In occasione del Mid-Season Invitational il giocatore belga Nisqy è stato immortalato sorridente dopo la sconfitta contro i T1, venendo accusato di non avere una mentalità vincente. Per cercare di comprendere davvero cosa rappresenti e cosa significhi questo termine e in che modo andrebbe declinato, abbiamo raccolto la testimonianza di Samuele Massarenti, ospite nella puntata settimanale di Studio League su Atleta TV.
Il caso Nisqy
Il contesto dell’argomento nasce in occasione del primo match dei Mad Lions al Mid-Season Invitational 2023, il primo evento internazionale della stagione di League of Legends. Presentatisi come campioni del campionato europeo Lec, il sorteggio ha posto i Mad Lions contro la seconda squadra coreana, i T1. Nonostante degli ottimi primi 15 minuti nel Game 1, i Mad Lions sono crollati da quel momento in poi, perdendo non solo quel game ma anche i due successivi.
Il match si è quindi concluso per 3-0, con il terzo terminato in appena 16 minuti e 50 secondi, diventando il secondo game più veloce di sempre nella storia dell’Msi. Immediatamente dopo la sconfitta, inquadrato dalle telecamere, Yasin “Nisqy” Dinçer si sarebbe lasciato andare a un sorriso, mentre i suoi compagni di squadra erano presi dallo sconforto. Uno dei caster della diretta spagnola e il conduttore di una nota trasmissione esportiva si sono immediatamente scagliati contro il comportamento del giocatore, additato come “perdente”.

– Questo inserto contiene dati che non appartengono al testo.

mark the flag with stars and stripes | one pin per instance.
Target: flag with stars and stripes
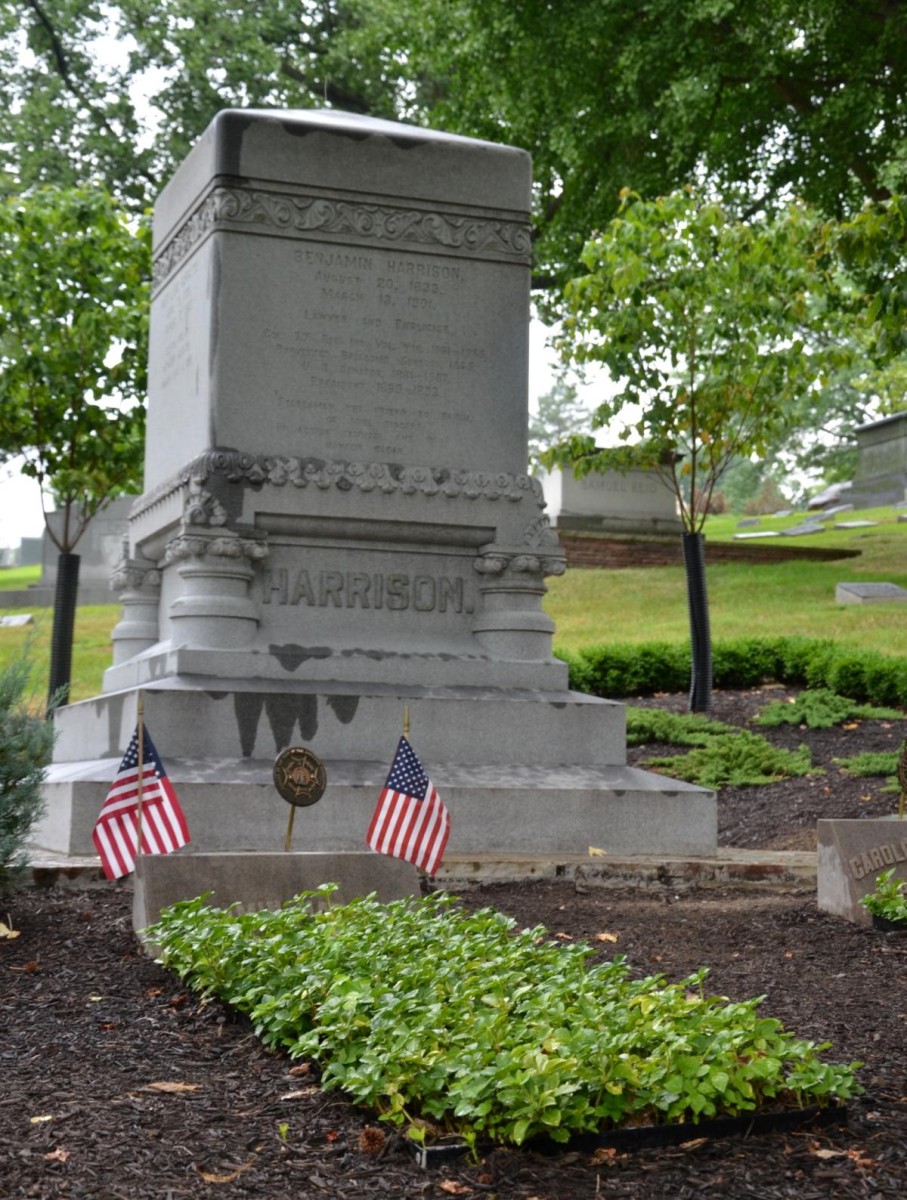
(409, 821)
(163, 826)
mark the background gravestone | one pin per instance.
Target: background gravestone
(882, 463)
(337, 517)
(634, 502)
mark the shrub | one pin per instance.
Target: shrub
(647, 725)
(889, 900)
(25, 745)
(820, 709)
(619, 671)
(880, 762)
(736, 760)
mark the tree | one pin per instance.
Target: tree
(73, 334)
(560, 414)
(768, 101)
(702, 322)
(25, 747)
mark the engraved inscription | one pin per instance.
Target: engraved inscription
(382, 346)
(877, 858)
(396, 592)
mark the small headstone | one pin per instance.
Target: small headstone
(804, 529)
(835, 509)
(850, 856)
(870, 593)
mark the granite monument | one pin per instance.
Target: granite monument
(337, 519)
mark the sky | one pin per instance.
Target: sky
(20, 499)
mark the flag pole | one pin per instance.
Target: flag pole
(140, 737)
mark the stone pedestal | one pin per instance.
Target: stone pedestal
(851, 856)
(337, 519)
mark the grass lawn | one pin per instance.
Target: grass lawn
(593, 606)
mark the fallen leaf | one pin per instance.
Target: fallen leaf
(859, 1158)
(226, 1179)
(372, 1140)
(170, 1089)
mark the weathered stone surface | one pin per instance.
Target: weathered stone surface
(870, 593)
(851, 855)
(338, 519)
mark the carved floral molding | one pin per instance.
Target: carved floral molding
(379, 478)
(385, 226)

Cos’è la mentalità vincente?
Ma basta un minimo sorriso a condannare un giocatore? A indicarlo come menefreghista del risultato del suo team? O è magari una reazione, differente per tutti, a una sconfitta? Su questo aspetto Samuele Massarenti, head coach specializzato in mental coach conosciuto come “Masti” (già ospitato su Atleta News), ha le idee molto chiare. “Il tutto ha in realtà una risposta banale. Questo è semplicemente il modo di Nisqy di reagire, un modo che le persone usano per sdrammatizzare una sconfitta o un evento negativo. Per mantenere anche alta l’attenzione per gli impegni successivi”.
Ciò però non significa che questa sia la reazione migliore e bisogni invece condannare chi si intristisce o ha reazioni di carattere negativo. “Ognuno di questi due approcci, contrapposti in modo polarizzante, ha sia lati negativi che positivi. Il segreto non è abbracciarne uno o l’altro, ma saperli gestire nel miglior modo possibile”. Come una persona reagisce dipende ovviamente dalla propria attitude, ovvero dalla predisposizione personale nel reagire a determinati avvenimenti. “Non solo, l’attitude, la reazione di un giocatore, è totalmente scollegata dall’avere una mentalità vincente o perdente. Per cui le accuse verso Nisqy sono del tutto prive di fondamento”.
L’analisi post-game: quanto è importante
Ciò che traspare dalle dichiarazioni di Masti è che l’aspetto importante su cui lavorare non è tanto la reazione immediata al termine di un match ma quella nelle ore successive. È infatti necessario evitare che si inneschi un meccanismo di abbassamento dell’attenzione, puntando al reset di quanto accaduto. “L’arrabbiarsi o il sorridere dopo una sconfitta non è necessariamente sintomo di mentalità da perdente. È ciò che viene dopo che conta: se quelle prime reazioni si trasformano in un miglioramento, in un maggior focus sul proprio allenamento e lavoro, allora è winning attitude. Chiudersi in sé stessi, ad esempio, non è la mossa migliore”.
È proprio su questi che quindi si concentra il lavoro di un mental coach all’interno della squadra. Si tratta di una figura sempre più presente e ricercata nelle varie organizzazioni esportive, oltre che in quelle sportive tradizionali. Che non è solamente uno psicologo. “Dipende moltissimo dal lavoro che bisogna fare”, ha raccontato Masti. “Oggi si usa molto anche il termine personal coach, che punta molto sulla singola persona, anziché sul gruppo come entità. Ci si sta rendendo conto, insomma, che non si può investire solo su un insieme di persone per aumentare la sinergia di un team competitivo. È necessario farlo anche sui singoli individui per trarre da ognuno il massimo possibile”. Individuo sano in un gruppo sano, potremmo dire.